Lung transplantation is limited by a shortage of suitable donors. This shortage is even more severe for the neonatal and pediatric patient due to the reduced donor pool and the greater need for donor-recipient size matching. Among the strategies to improve the supply of transplantable lungs is the development of methods that use ventilated non-heart-beating donors (VNHBD). Although several transplant centers use kidneys from non-heart-beating donors, there has been reluctance to extend the use of these donors to extrarenal organs [1],[2]. A potentially large number of viable lungs could be obtained if cadaveric organs from VNHBD were considered for transplantation. The concept of using lung grafts obtained from VNHBD is not a new idea. In 1963, Dr. James Hardy performed the first successful human lung transplant; the donor lung was removed post-mortem from a patient who had arrested following myocardial infarction [3]. Before the introduction of brain death laws, all transplant procedures were carried out using organs from cadaveric donors. Moreover, transplantation could not have been developed as a therapeutic option without the use of VNHBD.
The ventilated lung is a unique organ that is not dependent on vascular perfusion to meet its oxygen needs. Pulmonary cells obtained from cadavers have been cultured successfully, thus indicating that lung death does not necessarily occur at the time of clinical death [4]. However, little is known about the duration of the lung viability after death. For the concept of cadaver lung transplantation to be practical, sufficient organ viability time is needed between clinical death and organ harvest.

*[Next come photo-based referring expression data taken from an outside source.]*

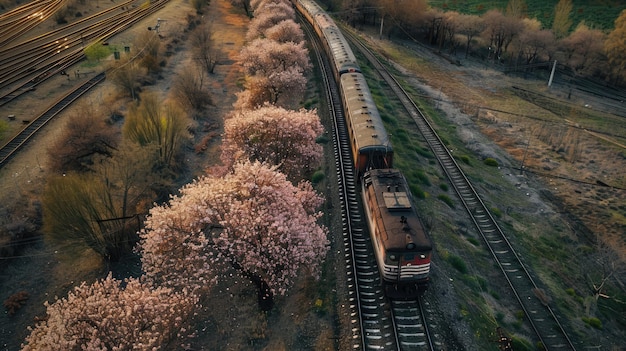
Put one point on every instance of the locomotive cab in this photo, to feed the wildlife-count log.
(402, 247)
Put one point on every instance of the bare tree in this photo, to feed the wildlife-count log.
(127, 75)
(562, 20)
(149, 52)
(516, 9)
(99, 209)
(616, 49)
(267, 16)
(189, 89)
(583, 49)
(470, 26)
(533, 42)
(499, 32)
(85, 136)
(205, 52)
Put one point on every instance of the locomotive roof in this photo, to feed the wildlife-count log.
(366, 124)
(398, 222)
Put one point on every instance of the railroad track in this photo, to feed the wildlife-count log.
(17, 142)
(541, 317)
(13, 146)
(25, 65)
(376, 322)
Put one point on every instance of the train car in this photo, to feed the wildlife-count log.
(401, 244)
(371, 147)
(341, 55)
(339, 52)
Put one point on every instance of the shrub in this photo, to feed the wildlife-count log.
(464, 159)
(474, 241)
(317, 177)
(496, 212)
(593, 322)
(417, 191)
(445, 198)
(491, 162)
(15, 302)
(458, 263)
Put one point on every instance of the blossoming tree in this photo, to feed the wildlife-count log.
(274, 71)
(253, 220)
(114, 315)
(276, 136)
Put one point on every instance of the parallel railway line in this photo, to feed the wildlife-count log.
(18, 141)
(25, 65)
(107, 29)
(542, 318)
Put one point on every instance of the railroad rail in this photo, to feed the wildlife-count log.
(18, 141)
(28, 64)
(541, 317)
(376, 322)
(111, 27)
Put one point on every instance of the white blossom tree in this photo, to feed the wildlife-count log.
(253, 220)
(274, 135)
(114, 315)
(275, 72)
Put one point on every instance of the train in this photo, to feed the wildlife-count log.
(401, 244)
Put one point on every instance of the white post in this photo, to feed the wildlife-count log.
(552, 74)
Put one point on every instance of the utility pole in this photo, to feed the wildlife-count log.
(552, 74)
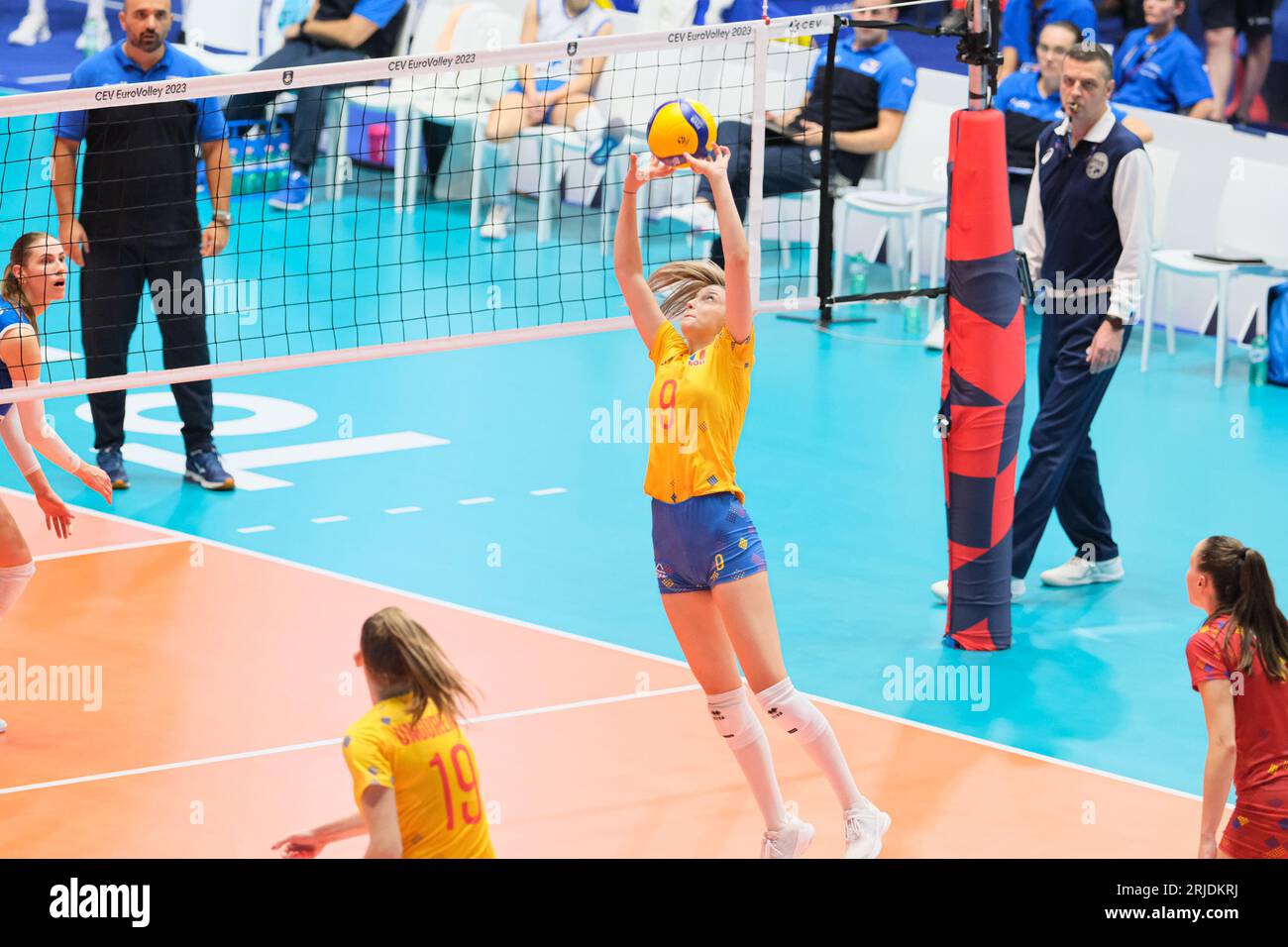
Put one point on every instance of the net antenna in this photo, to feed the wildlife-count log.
(979, 48)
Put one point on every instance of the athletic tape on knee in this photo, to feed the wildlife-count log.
(734, 719)
(791, 709)
(13, 581)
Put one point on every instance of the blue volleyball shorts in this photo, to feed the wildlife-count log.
(703, 541)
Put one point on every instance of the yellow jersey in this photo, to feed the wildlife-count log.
(697, 405)
(432, 771)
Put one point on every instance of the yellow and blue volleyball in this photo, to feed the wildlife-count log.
(682, 127)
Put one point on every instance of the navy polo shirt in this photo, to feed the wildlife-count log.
(389, 17)
(1022, 21)
(112, 65)
(1028, 114)
(1166, 76)
(1076, 185)
(140, 178)
(864, 81)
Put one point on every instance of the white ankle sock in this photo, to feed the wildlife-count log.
(13, 582)
(805, 722)
(737, 723)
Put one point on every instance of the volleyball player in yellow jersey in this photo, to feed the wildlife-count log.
(413, 774)
(709, 562)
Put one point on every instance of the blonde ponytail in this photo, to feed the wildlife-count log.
(11, 287)
(395, 647)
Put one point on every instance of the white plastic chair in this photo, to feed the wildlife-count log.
(231, 35)
(449, 97)
(1250, 224)
(918, 183)
(330, 147)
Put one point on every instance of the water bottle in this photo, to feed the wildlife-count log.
(911, 313)
(857, 269)
(1258, 359)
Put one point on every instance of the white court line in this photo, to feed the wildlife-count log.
(334, 741)
(610, 646)
(117, 548)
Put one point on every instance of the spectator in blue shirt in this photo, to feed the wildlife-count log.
(1159, 67)
(334, 31)
(1254, 20)
(1022, 21)
(872, 85)
(138, 223)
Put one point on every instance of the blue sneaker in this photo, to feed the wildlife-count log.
(110, 462)
(295, 195)
(613, 136)
(205, 468)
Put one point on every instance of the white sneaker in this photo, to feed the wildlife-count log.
(789, 841)
(935, 337)
(940, 589)
(864, 828)
(493, 228)
(1080, 571)
(101, 27)
(34, 29)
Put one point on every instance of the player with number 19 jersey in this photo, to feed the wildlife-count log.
(430, 768)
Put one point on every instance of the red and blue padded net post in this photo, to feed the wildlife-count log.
(983, 384)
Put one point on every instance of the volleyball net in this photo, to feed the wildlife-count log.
(385, 248)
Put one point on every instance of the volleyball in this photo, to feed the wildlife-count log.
(682, 127)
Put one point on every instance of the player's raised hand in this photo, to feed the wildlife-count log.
(301, 845)
(95, 479)
(713, 166)
(638, 174)
(56, 515)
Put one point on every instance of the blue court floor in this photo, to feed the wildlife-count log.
(509, 478)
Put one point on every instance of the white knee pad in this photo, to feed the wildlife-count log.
(734, 719)
(13, 581)
(790, 707)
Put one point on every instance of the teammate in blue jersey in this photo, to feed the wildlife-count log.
(1159, 67)
(1022, 22)
(1030, 102)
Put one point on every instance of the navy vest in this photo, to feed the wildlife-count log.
(1077, 191)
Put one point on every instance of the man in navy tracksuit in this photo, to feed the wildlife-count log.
(1086, 234)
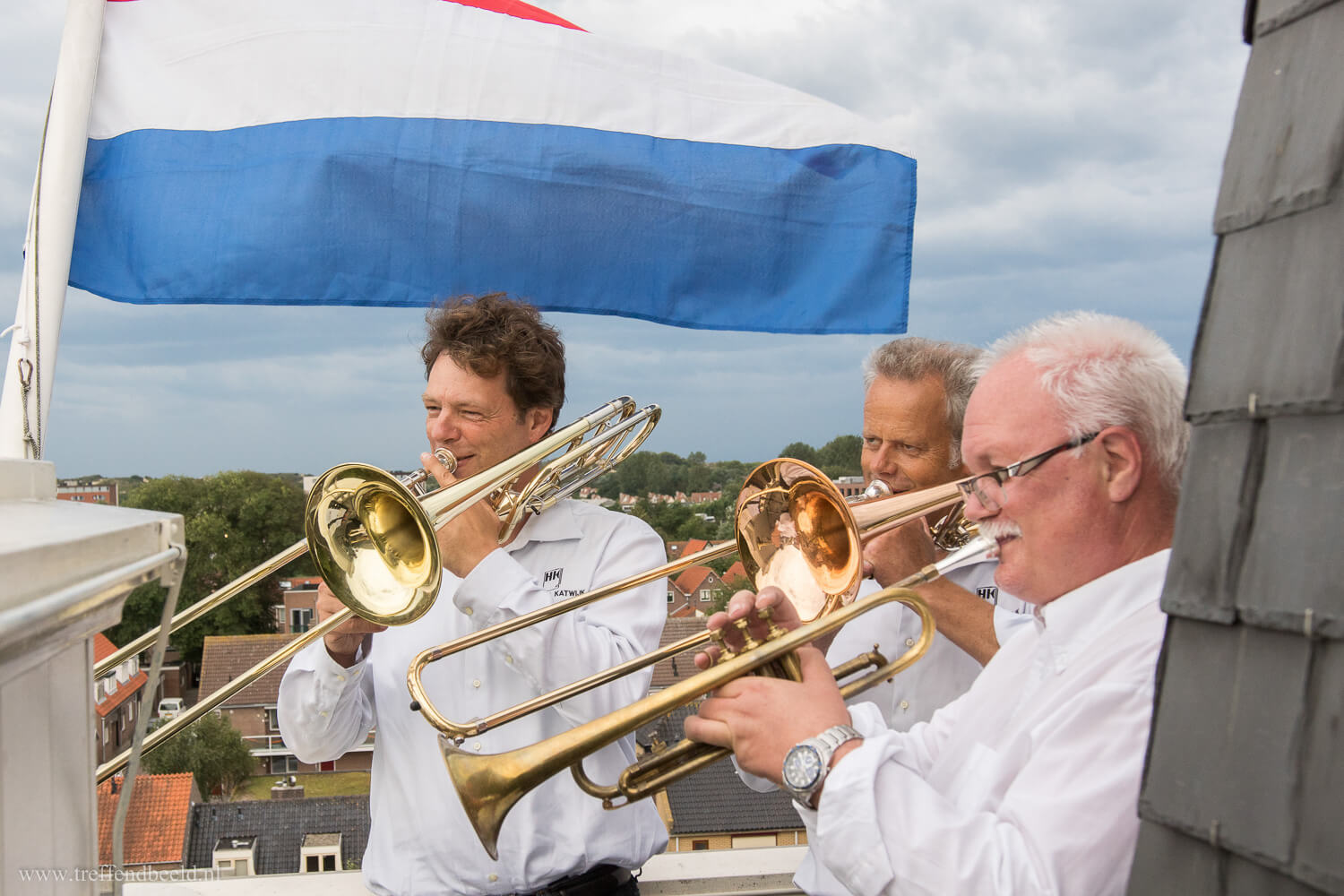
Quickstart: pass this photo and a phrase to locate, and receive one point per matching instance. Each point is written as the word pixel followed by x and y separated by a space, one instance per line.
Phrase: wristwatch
pixel 806 762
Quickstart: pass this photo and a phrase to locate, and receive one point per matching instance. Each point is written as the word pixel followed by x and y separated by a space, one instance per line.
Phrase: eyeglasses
pixel 988 487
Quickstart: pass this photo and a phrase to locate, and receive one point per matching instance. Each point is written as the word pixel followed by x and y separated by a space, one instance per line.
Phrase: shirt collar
pixel 1073 621
pixel 556 524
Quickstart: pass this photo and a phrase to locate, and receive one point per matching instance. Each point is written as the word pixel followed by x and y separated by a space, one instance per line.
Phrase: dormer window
pixel 236 856
pixel 319 853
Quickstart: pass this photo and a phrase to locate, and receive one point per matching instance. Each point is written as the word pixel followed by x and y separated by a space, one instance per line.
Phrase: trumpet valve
pixel 725 650
pixel 745 629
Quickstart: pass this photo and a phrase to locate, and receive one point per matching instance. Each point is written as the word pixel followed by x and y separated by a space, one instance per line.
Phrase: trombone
pixel 491 785
pixel 374 540
pixel 793 530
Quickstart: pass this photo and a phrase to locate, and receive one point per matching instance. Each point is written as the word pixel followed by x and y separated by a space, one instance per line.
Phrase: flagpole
pixel 26 400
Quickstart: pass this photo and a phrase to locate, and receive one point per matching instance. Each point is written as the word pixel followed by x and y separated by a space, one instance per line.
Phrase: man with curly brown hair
pixel 495 386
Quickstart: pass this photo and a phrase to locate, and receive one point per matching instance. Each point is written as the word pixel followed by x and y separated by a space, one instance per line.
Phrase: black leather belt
pixel 599 882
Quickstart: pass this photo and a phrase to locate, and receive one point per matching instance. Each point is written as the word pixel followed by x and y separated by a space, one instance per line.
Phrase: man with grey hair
pixel 1029 782
pixel 916 392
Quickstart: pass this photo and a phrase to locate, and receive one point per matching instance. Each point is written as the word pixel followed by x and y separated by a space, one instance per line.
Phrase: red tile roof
pixel 226 657
pixel 674 669
pixel 737 571
pixel 156 823
pixel 104 648
pixel 693 578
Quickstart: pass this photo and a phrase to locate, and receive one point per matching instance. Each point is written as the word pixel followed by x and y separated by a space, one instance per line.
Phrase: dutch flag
pixel 392 152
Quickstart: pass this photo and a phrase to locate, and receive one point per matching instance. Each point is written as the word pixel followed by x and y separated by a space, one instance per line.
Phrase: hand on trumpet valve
pixel 760 719
pixel 892 556
pixel 470 536
pixel 346 640
pixel 746 622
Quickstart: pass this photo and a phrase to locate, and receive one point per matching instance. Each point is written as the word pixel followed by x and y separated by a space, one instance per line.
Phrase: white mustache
pixel 999 530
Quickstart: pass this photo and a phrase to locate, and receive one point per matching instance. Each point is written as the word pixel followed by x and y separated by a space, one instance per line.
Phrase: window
pixel 320 853
pixel 300 619
pixel 236 856
pixel 284 764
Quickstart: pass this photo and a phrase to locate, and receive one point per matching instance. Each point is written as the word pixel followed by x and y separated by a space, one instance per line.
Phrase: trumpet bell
pixel 373 543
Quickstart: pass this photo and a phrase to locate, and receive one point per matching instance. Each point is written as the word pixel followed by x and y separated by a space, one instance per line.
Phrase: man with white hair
pixel 1029 782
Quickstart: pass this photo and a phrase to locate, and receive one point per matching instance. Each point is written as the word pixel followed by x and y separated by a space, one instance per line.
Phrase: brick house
pixel 699 586
pixel 736 576
pixel 252 711
pixel 298 610
pixel 116 702
pixel 155 833
pixel 102 493
pixel 679 602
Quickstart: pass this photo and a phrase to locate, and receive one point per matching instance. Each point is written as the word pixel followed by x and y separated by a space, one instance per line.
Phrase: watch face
pixel 801 767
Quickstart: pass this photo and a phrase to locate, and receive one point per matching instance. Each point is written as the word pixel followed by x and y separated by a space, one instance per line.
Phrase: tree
pixel 800 452
pixel 211 750
pixel 840 455
pixel 234 521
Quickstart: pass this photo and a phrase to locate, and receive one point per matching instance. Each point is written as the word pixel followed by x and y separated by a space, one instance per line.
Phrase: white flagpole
pixel 26 401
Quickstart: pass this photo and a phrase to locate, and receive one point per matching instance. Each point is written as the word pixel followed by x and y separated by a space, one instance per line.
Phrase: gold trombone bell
pixel 374 540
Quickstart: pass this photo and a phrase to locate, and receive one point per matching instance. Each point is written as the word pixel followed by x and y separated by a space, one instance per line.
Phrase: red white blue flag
pixel 392 152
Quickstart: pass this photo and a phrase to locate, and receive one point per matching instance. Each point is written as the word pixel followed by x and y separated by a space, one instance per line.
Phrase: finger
pixel 709 731
pixel 437 469
pixel 814 664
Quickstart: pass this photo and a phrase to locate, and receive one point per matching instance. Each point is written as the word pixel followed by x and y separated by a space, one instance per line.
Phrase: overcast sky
pixel 1069 158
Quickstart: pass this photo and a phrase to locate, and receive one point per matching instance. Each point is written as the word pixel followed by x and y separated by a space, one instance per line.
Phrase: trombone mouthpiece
pixel 976 549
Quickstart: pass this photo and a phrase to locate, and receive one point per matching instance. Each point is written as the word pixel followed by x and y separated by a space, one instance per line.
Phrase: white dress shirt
pixel 945 672
pixel 419 839
pixel 1029 783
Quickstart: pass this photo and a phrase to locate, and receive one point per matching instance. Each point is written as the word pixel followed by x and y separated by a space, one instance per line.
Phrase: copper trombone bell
pixel 491 785
pixel 793 530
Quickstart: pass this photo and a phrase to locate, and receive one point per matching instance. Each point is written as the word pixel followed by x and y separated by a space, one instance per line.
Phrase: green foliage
pixel 234 522
pixel 840 455
pixel 800 452
pixel 211 750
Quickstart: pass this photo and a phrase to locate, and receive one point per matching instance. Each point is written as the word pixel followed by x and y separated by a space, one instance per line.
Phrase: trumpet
pixel 793 530
pixel 491 785
pixel 374 538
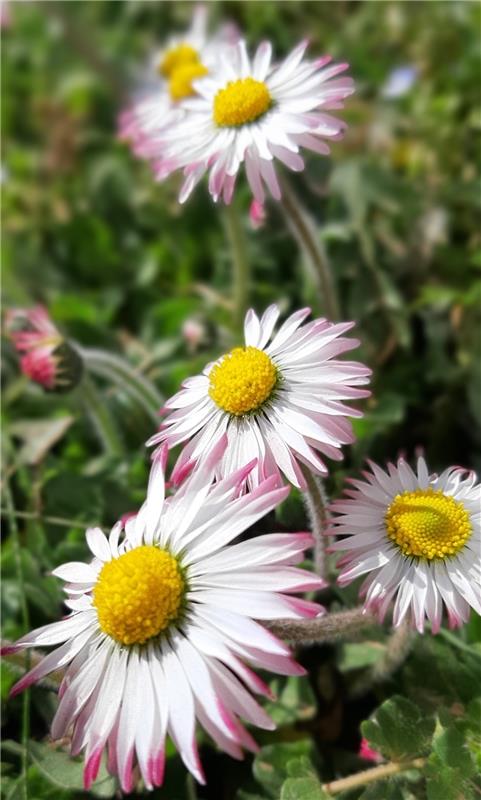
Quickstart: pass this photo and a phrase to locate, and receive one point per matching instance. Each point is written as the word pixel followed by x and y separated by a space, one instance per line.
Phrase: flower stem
pixel 371 775
pixel 17 551
pixel 104 424
pixel 115 369
pixel 330 628
pixel 240 263
pixel 304 230
pixel 398 647
pixel 316 503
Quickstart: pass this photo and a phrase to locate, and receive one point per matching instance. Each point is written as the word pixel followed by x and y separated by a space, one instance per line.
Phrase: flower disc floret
pixel 180 83
pixel 243 380
pixel 428 524
pixel 177 57
pixel 241 102
pixel 139 594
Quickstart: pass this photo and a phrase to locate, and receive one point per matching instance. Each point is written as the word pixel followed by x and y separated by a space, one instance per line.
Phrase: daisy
pixel 417 537
pixel 46 357
pixel 279 398
pixel 169 79
pixel 163 620
pixel 248 111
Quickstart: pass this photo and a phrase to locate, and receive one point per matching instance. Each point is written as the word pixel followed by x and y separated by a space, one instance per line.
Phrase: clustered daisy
pixel 163 621
pixel 417 538
pixel 165 618
pixel 169 79
pixel 253 113
pixel 279 398
pixel 215 108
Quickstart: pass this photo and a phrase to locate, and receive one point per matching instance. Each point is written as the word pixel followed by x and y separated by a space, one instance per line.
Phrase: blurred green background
pixel 119 265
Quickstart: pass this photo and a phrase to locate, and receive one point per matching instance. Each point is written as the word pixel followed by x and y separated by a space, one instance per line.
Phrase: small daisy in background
pixel 163 620
pixel 169 80
pixel 46 357
pixel 279 397
pixel 251 112
pixel 417 537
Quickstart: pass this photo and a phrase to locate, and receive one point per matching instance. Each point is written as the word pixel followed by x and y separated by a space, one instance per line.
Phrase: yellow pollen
pixel 428 524
pixel 241 102
pixel 243 380
pixel 180 83
pixel 177 57
pixel 138 594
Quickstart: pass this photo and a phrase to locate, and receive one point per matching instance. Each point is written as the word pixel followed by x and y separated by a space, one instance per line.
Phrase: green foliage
pixel 121 267
pixel 399 730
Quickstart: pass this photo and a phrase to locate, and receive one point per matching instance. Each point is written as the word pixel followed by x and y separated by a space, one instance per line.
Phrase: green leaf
pixel 446 783
pixel 270 765
pixel 66 772
pixel 382 790
pixel 294 701
pixel 358 656
pixel 399 730
pixel 303 789
pixel 450 747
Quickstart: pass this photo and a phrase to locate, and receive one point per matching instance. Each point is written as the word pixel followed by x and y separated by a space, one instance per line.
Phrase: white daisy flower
pixel 169 80
pixel 162 623
pixel 417 537
pixel 248 111
pixel 279 398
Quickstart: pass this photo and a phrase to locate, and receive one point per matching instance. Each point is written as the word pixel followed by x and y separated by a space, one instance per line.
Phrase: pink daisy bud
pixel 46 358
pixel 257 214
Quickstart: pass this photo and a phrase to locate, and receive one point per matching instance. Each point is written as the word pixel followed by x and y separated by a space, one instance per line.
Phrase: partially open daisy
pixel 46 357
pixel 162 624
pixel 248 111
pixel 417 537
pixel 169 80
pixel 279 398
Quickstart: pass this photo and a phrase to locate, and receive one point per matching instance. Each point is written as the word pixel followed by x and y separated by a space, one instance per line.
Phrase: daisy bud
pixel 46 357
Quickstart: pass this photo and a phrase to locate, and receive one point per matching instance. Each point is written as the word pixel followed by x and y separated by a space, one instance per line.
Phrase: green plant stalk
pixel 371 775
pixel 26 625
pixel 304 230
pixel 101 418
pixel 240 263
pixel 316 503
pixel 115 369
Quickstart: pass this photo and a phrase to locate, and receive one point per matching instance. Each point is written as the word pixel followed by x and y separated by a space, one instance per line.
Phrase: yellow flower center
pixel 243 380
pixel 138 594
pixel 241 102
pixel 428 524
pixel 178 57
pixel 180 83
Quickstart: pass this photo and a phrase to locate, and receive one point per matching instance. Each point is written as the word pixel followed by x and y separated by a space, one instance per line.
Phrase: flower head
pixel 248 111
pixel 169 80
pixel 46 357
pixel 163 620
pixel 417 538
pixel 279 398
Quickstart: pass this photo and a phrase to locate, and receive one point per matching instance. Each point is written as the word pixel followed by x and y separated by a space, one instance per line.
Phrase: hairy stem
pixel 331 628
pixel 26 625
pixel 303 228
pixel 371 775
pixel 240 263
pixel 398 647
pixel 316 504
pixel 101 417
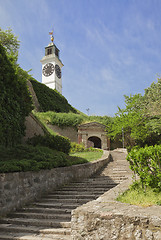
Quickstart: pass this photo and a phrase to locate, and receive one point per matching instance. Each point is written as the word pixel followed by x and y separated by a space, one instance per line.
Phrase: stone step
pixel 93 185
pixel 81 201
pixel 30 229
pixel 61 196
pixel 45 210
pixel 66 192
pixel 36 222
pixel 24 236
pixel 99 181
pixel 62 217
pixel 49 218
pixel 58 205
pixel 88 189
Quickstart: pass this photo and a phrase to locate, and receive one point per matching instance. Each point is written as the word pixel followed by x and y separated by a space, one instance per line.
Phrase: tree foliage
pixel 140 119
pixel 10 42
pixel 146 162
pixel 15 100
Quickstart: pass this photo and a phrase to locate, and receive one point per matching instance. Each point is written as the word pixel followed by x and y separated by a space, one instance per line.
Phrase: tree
pixel 141 118
pixel 15 99
pixel 10 42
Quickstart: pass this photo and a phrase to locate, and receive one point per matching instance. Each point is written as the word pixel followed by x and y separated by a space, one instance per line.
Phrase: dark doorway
pixel 96 141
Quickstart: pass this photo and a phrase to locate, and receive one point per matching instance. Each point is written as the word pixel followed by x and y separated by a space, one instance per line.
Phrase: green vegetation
pixel 54 142
pixel 137 196
pixel 141 118
pixel 51 100
pixel 146 162
pixel 60 119
pixel 69 119
pixel 29 158
pixel 15 100
pixel 88 155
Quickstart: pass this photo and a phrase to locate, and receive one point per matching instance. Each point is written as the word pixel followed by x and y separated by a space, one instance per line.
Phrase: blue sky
pixel 108 47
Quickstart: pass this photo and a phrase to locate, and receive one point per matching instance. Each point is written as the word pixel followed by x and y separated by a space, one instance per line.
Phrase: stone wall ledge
pixel 107 219
pixel 20 188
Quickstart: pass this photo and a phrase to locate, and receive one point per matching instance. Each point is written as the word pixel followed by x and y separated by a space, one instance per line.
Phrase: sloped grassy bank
pixel 24 158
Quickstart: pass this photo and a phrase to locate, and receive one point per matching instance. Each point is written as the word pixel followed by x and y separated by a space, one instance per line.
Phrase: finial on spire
pixel 52 37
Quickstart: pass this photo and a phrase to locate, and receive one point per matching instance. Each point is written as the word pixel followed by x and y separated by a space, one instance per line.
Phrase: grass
pixel 24 158
pixel 89 156
pixel 137 196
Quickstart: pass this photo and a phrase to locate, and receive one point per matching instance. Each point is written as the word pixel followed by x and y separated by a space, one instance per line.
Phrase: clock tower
pixel 51 67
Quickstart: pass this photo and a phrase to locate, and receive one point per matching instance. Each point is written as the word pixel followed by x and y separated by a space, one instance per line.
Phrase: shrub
pixel 28 158
pixel 146 162
pixel 15 101
pixel 49 99
pixel 56 142
pixel 77 147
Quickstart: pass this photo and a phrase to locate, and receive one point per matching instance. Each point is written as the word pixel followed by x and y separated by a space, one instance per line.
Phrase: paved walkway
pixel 49 218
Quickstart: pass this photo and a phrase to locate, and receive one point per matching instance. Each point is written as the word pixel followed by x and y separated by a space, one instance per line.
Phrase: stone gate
pixel 93 135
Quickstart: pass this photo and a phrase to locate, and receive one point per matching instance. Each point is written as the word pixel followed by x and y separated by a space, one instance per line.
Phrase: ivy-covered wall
pixel 15 101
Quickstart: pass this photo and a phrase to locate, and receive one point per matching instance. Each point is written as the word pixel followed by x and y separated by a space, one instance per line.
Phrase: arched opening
pixel 94 142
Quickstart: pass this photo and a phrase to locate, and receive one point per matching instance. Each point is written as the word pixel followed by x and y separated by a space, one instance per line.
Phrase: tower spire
pixel 52 37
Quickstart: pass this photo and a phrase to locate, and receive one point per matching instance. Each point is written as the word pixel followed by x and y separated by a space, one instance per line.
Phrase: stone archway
pixel 94 142
pixel 93 134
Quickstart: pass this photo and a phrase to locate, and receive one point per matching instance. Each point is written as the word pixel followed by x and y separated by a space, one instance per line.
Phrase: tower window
pixel 49 51
pixel 56 52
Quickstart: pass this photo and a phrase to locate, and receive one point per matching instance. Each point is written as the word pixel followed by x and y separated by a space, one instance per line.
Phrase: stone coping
pixel 20 188
pixel 105 218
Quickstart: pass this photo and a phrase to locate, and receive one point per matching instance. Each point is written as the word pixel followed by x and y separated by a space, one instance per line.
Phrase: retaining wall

The present study was undertaken to determine the warm ischemia time (WIT) tolerance after ventilated non-heart-beating lung donation in an acute non-survival model of lung transplantation in piglets.
Material and methods
Experimental design
Twenty size-matched hybrids Large-White and Landrace pigs weighing 6–8 kg underwent orthotopic left lung allotransplantation. The VNHBD condition was achieved by killing the animals with a high potassium intravenous injection and leaving them connected to the ventilator after cardiac arrest. The animals were randomly allocated into the following study groups: Sham (n=5), Heart-beating donors – non-warm ischemia; I-30 (n=5), VNHBD-WIT of 30 min; I-60 (n=5), VNHBD-WIT of 60 min, and I-90 (n=5), VNHBD-WIT of 90 min. One hour after transplantation, the right pulmonary artery and bronchus were permanently occluded, forcing the animal to be completely dependent on the transplanted lung for gas exchange. Assessment of pulmonary function was monitored hourly by hemodynamic, oxygenation and pulmonary mechanic measurements during a period of 6 h after reperfusion. Lung grafts were weighed pre- and post-transplantation.
Animal care
All animals received compassionate care in compliance with the `Principles of Laboratory Animal Care' formulated by the National Society for Medical Research and the `Guide for the Care and Use of Laboratory Animals' published by the National Institute of Health (NIH publication No. 85–23, revised 1985). The Research Unit of `La Paz' University Hospital reviewed and approved the research protocols, adhering to the European criteria for the protection of animals used for experimental and other scientific purposes (86/609/EEC).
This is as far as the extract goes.